Les Vingt-Sept se sont mis d’accord hier, mardi 1ermars, pour interdire la diffusion dans l'Union européenne des médias russes RT et Sputnik. Cette mesure prise contre la Russie entrera en vigueur mercredi 2 mars, après publication de la décision au Journal officiel de l'Union européenne (JOUE).
La décision fait suite à l’offensive de la Russie en Ukraine déclenchée le jeudi 24 février. Pour la présidente de la Commission européenne, Ursula von der Leyen, il s’agit d'interdire "la machine médiatique du Kremlin", " les mensonges pour justifier la guerre de Poutine" et "la désinformation toxique et nuisible en Europe". Josep Borrell, haut représentant de l'UE, a abondé dans le sens de la censure: "Nous voulons casser le récit des médias contrôlés par l'État russe, qui diffusent désormais de la propagande de guerre. Poutine veut conquérir un territoire, mais aussi les esprits."
"Décision inique"
Une décision regrettable, déplore Ferdinand Ditengou Mboumi, directeur de publication de Mir Magazine, média spécialisé dans la l’actualité russo-africaine.
"Au motif de véhiculer la propagande russe et la désinformation, Sputnik vient de faire l’objet d’une censure – donc banni de l’espace européen – une décision inique, car la propagande existe bel et bien dans les deux camps", estime notre intervenant.
Le journaliste dénonce le double discours de ce qu’il appelle les "médias dominants occidentaux". Notamment sur le dossier ukrainien: "Pourquoi ces mêmes médias adoptent ils un comportement complice face aux violations systématique des droits humains et à la résurgence des mouvements néonazis en Ukraine?" s’interroge-t-il. En effet, les bombardements des forces ukrainiennes dans le Donbass depuis 2014 et la présence de factions néonazies dans les rangs ukrainiens ont été largement passés sous silence dans les médias occidentaux, estime-t-il. Et ce, au profit d’un narratif visant à diaboliser un camp et angéliser un autre.
"On parle de ce conflit depuis une semaine, mais il dure en réalité depuis huit ans et a fait plus de 13.000 morts. Ici, les gens sont très surpris que l’Europe se rende compte seulement maintenant de la situation. Pour eux, les bombardements, l’artillerie lourde, la vie dans les caves, c’est un quotidien depuis 2014", confiait à Sputnik Anne-Laure Bonnel, reporter œuvrant dans le Donbass.
Les autorités russes vont même jusqu’à parler de génocide, notamment après avoir affirmé avoir découvert des charniers.
À propos des factions néonazies, notre interlocuteur rappelle au passage qu’il s’agit là d’"un phénomène qui pourrait être une bombe à retardement au centre de l’Europe et face aux exécutions sommaires par les nationalistes ukrainiens; ou encore du silence des médias dominants face à l’autocratie du président ukrainien qui censure à tout-vent de nombreux médias ukrainiens… Et j’en passe."

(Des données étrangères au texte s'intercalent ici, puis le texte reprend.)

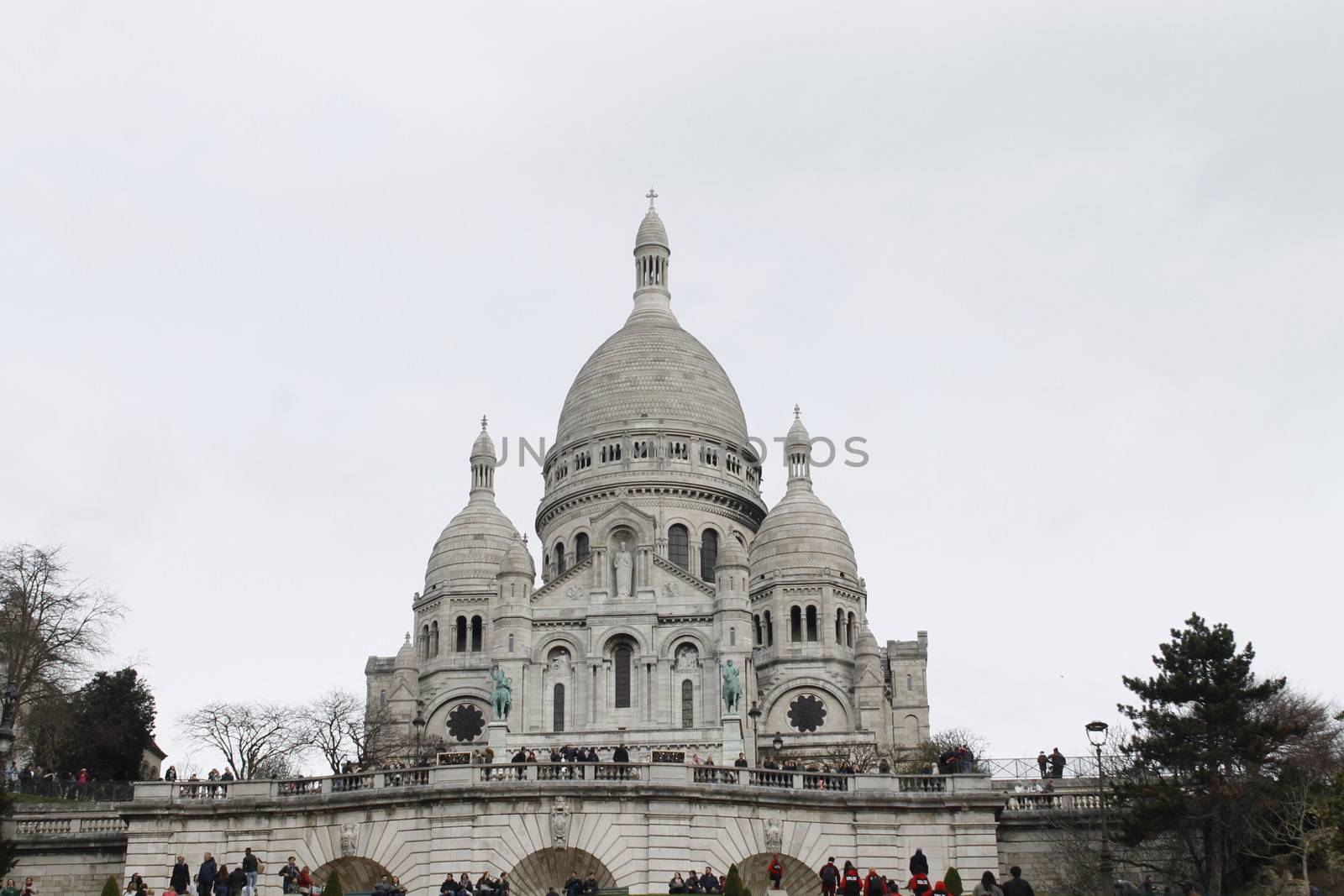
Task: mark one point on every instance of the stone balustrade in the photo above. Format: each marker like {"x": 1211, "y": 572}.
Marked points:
{"x": 608, "y": 773}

Ainsi, lorsque tout est propagande, plus rien ne l’est réellement. Le journaliste gabonais ne comprend pas pourquoi la censure s’applique à Sputnik et pas à d’autres.
D’autant que, pour lui, la perception de Sputnik comme organe de propagande est une vision ethnocentrée des sociétés occidentales. "Ce média bénéficie d’une audience auprès des Africains." La perception depuis le continent africain est ainsi tout à fait différente de celle des classes dirigeantes européennes:
"C’est un média qui, de mon point de vue, propose non seulement un regard russe sur l’actualité, mais il traite des sujets souvent ignorés par les médias dominants en proposant un regard alternatif sur les évènements et les principaux problèmes du monde."
Un élément important sur un continent où s’effrite la confiance envers certaines élites occidentales. Notamment au Mali, où l’on a récemment observé le départ de la diplomatie et des forces françaises, au terme d’une opération entamée en 2013 du temps de François Hollande.